Here's how you can thank an outdoor mentor that got you started hunting and fishing.

If you're anything like us, chances are that your mentoring program involved a parent, grandparent, or guardian. They were a lover of all outdoor activities themselves, and passed it along to us.

For many young people, their role models came home with a brace of pheasants or a stringer full of fish, and the story evolved from there.

As we grew up, we began to realize that we also wanted to share our outdoor adventures and knowledge with the younger or less experienced folks in our lives. We wanted to help them garner the same taste for the sporting life that we had and the conservationist attitudes we all share.

Maybe it was an official volunteer mentor that got us started hunting and fishing, and once we began to have success (and our self-esteem went through the roof), we began to realize that we needed to thank them for their efforts.

Whatever the case, here are some good ways to pay it back to the person or people who helped show you your love for hunting and fishing.
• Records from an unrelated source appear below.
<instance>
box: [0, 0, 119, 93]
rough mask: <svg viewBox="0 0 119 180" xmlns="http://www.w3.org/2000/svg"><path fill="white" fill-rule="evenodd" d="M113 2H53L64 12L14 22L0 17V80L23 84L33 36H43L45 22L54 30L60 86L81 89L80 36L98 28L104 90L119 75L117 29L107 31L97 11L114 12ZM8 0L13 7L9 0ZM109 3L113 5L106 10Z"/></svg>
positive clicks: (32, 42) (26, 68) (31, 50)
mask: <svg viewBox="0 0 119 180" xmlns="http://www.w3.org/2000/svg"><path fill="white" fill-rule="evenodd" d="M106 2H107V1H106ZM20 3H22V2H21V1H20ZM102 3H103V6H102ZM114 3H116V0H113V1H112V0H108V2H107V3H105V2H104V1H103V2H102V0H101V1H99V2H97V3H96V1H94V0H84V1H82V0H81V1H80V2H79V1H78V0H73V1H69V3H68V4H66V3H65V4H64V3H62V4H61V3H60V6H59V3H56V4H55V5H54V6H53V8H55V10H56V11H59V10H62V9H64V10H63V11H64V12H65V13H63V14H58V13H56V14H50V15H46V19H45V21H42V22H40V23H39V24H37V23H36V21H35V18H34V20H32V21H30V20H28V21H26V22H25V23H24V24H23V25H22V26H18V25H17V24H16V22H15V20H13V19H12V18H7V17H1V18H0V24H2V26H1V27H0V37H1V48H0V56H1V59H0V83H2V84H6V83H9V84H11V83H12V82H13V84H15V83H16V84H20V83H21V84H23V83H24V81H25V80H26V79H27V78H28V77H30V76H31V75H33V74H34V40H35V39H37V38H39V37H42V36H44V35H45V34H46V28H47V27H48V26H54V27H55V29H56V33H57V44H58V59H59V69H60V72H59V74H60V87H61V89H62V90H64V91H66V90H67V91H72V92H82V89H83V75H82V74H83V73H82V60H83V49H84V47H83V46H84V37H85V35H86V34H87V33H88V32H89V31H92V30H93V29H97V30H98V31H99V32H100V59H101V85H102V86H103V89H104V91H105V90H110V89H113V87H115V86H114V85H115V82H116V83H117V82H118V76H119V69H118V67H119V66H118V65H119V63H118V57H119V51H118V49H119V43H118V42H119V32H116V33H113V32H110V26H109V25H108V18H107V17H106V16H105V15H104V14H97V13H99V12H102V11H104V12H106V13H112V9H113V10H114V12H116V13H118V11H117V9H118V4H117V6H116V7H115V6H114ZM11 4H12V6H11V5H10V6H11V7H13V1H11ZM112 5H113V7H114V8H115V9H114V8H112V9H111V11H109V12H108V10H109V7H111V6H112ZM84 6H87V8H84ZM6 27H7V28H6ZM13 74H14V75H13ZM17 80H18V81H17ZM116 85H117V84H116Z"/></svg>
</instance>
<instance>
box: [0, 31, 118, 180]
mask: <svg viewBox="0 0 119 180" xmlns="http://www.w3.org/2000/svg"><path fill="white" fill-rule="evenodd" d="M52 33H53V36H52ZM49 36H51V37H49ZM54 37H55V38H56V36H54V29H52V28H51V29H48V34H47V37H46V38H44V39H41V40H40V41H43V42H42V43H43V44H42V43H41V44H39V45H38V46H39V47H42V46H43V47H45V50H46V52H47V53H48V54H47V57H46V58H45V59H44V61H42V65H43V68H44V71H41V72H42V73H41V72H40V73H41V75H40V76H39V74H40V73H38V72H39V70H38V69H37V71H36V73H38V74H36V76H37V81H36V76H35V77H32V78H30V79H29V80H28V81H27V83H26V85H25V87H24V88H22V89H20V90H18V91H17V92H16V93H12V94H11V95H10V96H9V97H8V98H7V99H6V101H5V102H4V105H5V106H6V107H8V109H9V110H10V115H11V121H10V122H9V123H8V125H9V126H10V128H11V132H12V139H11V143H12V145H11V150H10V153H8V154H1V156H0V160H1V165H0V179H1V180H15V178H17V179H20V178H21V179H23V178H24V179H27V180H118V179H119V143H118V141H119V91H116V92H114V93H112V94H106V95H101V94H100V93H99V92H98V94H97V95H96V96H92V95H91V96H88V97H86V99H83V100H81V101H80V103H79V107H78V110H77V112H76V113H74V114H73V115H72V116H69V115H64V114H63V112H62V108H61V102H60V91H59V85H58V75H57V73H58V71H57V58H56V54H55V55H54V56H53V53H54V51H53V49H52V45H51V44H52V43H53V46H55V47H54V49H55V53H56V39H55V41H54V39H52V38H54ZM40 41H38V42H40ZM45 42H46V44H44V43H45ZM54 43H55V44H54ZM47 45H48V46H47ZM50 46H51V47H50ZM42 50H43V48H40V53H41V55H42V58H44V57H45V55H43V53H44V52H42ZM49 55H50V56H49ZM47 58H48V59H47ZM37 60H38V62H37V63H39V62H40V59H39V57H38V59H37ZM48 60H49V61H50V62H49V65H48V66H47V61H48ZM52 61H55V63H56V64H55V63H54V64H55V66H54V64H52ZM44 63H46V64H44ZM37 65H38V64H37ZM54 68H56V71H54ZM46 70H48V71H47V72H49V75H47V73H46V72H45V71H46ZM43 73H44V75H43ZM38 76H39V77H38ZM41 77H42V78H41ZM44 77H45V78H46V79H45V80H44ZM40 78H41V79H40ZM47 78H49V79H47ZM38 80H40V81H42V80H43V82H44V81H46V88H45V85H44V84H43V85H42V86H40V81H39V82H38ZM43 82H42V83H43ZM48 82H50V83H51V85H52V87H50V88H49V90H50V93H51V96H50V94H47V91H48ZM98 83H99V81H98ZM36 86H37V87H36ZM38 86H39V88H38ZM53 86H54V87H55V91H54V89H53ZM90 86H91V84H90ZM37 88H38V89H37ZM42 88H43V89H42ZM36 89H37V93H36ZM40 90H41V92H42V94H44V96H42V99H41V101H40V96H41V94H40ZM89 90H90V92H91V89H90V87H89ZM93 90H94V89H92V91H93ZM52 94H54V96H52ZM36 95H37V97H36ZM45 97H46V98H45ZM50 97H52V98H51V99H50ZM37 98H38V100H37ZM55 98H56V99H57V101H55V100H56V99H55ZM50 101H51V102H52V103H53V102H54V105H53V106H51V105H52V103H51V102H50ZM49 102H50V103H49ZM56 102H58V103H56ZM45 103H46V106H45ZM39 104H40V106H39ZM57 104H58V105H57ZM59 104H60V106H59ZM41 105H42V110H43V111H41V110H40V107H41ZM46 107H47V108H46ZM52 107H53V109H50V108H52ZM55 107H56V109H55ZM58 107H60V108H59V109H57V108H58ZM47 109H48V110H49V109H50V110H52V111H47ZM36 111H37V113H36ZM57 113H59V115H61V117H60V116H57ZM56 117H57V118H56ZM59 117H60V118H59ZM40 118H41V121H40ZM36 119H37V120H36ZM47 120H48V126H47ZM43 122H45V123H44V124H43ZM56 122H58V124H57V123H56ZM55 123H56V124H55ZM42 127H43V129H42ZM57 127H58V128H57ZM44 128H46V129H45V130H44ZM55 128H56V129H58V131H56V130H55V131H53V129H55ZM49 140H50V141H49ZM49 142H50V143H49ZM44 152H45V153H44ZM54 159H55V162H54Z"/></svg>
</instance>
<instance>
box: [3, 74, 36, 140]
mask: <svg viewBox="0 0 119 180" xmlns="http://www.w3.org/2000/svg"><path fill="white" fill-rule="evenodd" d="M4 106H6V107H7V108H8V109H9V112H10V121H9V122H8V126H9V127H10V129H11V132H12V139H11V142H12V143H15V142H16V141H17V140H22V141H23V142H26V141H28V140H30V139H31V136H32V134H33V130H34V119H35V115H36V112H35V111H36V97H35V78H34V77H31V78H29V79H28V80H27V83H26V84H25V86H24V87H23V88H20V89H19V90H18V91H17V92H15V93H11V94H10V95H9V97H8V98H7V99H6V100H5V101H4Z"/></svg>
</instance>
Take Them Hunting and Fishing

Best Youth Hunting Rifles and Shotguns

Remember when you could barely hold onto the rod or lift that first shotgun? It was a mentor, a family member, or other loved one that helped us learn the best way to do it. They helped us find the best way for walking afield or carrying a shotgun or even casting a big bass plug. 

Bring your old mentor out for a day in your boat, just like they did for you. Or better yet, a duck, turkey, or dove hunt that you can completely set up, letting them sit back and relax. As we all know, the hunt is never as good as it can be without the simple camaraderie.

Do Some Shooting Together

If you're like the rest of us here, then by now you have a decent collection of all the firearms used for all of our outdoor pursuits, and this usually includes more than one pistol. Target shooting at various ranges and with the various firearms is always a good test of ability, regardless of age.
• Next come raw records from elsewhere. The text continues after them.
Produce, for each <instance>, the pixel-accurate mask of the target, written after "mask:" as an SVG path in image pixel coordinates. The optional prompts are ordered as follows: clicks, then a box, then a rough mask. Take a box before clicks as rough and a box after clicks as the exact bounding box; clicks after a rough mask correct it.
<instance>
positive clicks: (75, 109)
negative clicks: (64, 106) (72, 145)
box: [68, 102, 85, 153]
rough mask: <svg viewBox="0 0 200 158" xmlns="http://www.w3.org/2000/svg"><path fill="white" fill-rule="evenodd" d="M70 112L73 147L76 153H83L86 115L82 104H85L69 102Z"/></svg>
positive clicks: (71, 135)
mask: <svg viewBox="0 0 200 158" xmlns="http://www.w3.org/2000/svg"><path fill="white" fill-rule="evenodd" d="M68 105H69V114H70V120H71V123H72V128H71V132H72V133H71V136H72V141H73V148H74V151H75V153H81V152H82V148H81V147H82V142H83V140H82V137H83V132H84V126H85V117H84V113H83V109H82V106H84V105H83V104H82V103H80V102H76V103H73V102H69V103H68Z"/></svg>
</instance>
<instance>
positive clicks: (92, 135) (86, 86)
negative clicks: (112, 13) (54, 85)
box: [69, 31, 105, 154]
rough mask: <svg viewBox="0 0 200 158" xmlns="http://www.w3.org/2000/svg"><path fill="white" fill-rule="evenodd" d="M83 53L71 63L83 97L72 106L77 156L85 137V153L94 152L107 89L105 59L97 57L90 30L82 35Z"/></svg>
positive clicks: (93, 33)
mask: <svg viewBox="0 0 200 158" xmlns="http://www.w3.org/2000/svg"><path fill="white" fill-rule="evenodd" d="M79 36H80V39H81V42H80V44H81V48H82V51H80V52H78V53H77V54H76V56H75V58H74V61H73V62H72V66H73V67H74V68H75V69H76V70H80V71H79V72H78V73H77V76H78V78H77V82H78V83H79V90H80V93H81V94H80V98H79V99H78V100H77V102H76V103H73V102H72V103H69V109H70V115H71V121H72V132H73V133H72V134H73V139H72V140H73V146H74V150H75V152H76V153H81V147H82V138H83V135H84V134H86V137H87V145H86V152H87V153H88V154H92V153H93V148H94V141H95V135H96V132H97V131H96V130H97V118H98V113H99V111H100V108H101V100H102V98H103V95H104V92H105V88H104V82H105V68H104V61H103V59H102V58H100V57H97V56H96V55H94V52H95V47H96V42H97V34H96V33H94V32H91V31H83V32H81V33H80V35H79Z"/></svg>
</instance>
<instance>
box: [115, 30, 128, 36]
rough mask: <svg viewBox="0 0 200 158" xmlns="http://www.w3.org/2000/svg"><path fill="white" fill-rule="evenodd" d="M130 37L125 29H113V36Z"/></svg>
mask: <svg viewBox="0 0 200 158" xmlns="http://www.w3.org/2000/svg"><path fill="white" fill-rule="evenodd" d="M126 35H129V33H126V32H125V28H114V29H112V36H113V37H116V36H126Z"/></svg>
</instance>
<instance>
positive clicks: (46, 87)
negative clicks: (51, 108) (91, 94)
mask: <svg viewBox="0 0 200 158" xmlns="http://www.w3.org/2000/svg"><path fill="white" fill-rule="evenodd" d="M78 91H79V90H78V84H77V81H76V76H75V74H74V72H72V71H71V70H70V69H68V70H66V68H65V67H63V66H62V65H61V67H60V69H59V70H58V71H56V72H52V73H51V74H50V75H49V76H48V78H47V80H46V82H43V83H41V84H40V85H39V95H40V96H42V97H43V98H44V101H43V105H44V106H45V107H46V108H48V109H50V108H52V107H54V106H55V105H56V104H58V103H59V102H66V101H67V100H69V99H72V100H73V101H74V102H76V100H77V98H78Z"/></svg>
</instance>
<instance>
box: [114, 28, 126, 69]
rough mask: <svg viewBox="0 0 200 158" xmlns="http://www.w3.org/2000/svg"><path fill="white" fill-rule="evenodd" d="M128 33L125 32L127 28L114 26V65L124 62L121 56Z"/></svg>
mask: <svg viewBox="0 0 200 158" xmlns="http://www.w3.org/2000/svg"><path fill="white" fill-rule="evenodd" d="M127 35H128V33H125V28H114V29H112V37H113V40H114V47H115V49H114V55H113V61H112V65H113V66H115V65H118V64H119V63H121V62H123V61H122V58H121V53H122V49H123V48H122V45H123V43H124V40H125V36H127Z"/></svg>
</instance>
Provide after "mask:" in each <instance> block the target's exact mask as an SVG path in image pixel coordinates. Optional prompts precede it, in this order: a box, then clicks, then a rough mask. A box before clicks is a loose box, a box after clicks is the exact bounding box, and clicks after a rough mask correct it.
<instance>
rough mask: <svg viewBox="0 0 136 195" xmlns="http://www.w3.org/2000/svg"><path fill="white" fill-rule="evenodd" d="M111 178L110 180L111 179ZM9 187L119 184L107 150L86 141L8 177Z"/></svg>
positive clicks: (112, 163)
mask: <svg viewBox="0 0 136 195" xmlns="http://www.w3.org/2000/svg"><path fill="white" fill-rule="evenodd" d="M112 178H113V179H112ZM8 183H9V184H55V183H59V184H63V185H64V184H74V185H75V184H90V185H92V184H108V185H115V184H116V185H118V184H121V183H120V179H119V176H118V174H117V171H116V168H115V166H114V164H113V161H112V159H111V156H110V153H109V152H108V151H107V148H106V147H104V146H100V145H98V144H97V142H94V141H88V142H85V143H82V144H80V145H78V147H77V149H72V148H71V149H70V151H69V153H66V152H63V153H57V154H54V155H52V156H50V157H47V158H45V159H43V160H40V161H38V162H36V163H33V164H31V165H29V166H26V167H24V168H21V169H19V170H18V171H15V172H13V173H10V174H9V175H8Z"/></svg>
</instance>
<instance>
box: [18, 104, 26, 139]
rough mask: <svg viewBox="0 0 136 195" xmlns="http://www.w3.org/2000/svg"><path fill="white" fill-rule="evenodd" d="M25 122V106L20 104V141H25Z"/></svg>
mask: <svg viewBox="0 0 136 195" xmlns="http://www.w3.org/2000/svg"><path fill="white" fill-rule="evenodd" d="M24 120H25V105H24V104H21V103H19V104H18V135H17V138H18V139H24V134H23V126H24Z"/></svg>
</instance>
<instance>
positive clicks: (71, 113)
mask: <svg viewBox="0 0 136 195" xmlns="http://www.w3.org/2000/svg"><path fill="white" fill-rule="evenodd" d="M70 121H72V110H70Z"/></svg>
Sure, some of us need glasses by now, but there is no better equalizer than the shooting sports. Getting on your feet and trying some sporting clays or other style of shooting can really get the blood flowing and help a friend to remember the good old days when they spent time and taught you.

Plan a Camping Trip

Camping in the Midwest

Since our outdoor recreation involves more than just hunting and fishing, it stands to reason that a trip planned by you with little for them to do but get in the car and go will go a long ways toward making it fun. When we were young our parents did it all: reserve the campsite, get the camping gear or camper ready, and pack all of the essentials.

Make it so all they have to do is hop in the car.

Plan an Historical Excursion

One great way to "pass it on" is to recreate a next generation outing that includes visiting some of the great places they took you along the way. These can include the amazing national parks such as Yellowstone or Yosemite. Heck, even a trip to such stunning vistas as Niagara Falls, the Grand Canyon, or the Gulf Coast can get you all talking about what it would be like to hunt or fish there in the past.

New Volunteers Needed

Mentorship in the shooting sports, hunting, or fishing can come in the form of an after school program or community activity. Mentoring relationships generally begin as a family tradition but aren't always exclusive to that.

Maybe you could help or join an outdoor mentor program in your area to support those that still need people to take them out into the field for the first time. Since we were all once a mentee, it stands to reason that we could help someone to explore their love of the outdoors in a way that they may not have been able to without some outside help.

Check in with your state's wildlife management organization to see if there are some community events in your region that involve mentoring activities. Know that it may involve a background check, but it would be well worth the effort!